Removing 0 entries with null in 'tag'


## Load

In [16]:
df.to_csv("./datasets/labeled_projects.csv", index = False)

## Libraries

We could have used the user provided tags as our labels but what if the user added a wrong tag or forgot to add a relevant one. To remove this dependency on the user to provide the gold standard labels, we can leverage labeling tools and platforms. These tools allow for quick and organized labeling of the dataset to ensure its quality. And instead of starting from scratch and asking our labeler to provide all the relevant tags for a given project, we can provide the author's original tags and ask the labeler to add / remove as necessary. The specific labeling tool may be something that needs to be custom built or leverages something from the ecosystem.

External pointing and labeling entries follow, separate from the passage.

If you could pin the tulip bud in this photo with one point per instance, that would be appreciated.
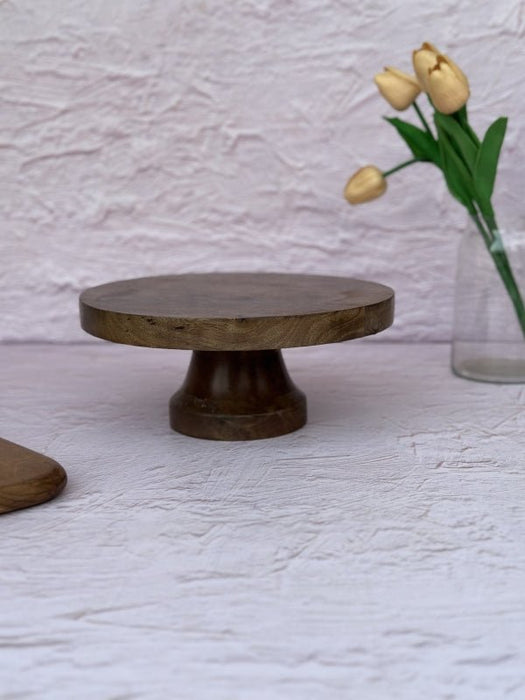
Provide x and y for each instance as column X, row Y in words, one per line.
column 398, row 88
column 448, row 86
column 424, row 59
column 366, row 184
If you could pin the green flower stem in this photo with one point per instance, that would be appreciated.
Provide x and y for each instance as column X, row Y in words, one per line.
column 422, row 118
column 401, row 166
column 494, row 244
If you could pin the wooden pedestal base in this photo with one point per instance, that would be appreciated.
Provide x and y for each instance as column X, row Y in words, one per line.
column 237, row 395
column 26, row 477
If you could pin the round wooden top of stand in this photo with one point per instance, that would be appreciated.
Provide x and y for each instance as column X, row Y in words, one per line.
column 235, row 311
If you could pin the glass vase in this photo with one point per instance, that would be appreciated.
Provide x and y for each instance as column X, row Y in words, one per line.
column 488, row 341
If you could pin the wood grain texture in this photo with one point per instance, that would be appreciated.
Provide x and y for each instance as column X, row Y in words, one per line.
column 377, row 553
column 246, row 395
column 27, row 478
column 235, row 311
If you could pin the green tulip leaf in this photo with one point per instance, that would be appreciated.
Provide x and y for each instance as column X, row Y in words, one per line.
column 421, row 143
column 487, row 161
column 464, row 145
column 462, row 117
column 457, row 176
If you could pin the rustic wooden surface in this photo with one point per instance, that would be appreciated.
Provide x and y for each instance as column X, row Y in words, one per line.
column 27, row 478
column 377, row 553
column 242, row 396
column 246, row 395
column 235, row 311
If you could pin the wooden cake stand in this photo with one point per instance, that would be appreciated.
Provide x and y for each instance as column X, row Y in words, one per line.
column 237, row 386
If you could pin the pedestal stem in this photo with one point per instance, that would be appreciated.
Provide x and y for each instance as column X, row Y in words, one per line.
column 237, row 395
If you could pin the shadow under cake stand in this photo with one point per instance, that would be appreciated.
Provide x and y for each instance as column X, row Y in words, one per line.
column 237, row 386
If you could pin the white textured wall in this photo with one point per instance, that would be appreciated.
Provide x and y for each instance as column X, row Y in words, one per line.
column 151, row 137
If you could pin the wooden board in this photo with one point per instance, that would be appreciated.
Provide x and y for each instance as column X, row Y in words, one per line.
column 26, row 477
column 235, row 311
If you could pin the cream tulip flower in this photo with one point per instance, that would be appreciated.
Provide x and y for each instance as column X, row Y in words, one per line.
column 424, row 59
column 448, row 86
column 366, row 184
column 398, row 88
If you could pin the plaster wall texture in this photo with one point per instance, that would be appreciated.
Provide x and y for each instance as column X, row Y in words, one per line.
column 141, row 138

See [here](https://madewithml.com/courses/mlops/labeling/) for more information about different libraries and tools for labeling.

## Iteration

Labeling isn't just a one time event or something we repeat identically. As new data is available, we'll want to strategically label the appropriate samples and improve slices of our data that are lacking in quality. Once new data is labeled, we can have workflows that are triggered to start the (re)training process to deploy a new version of our system.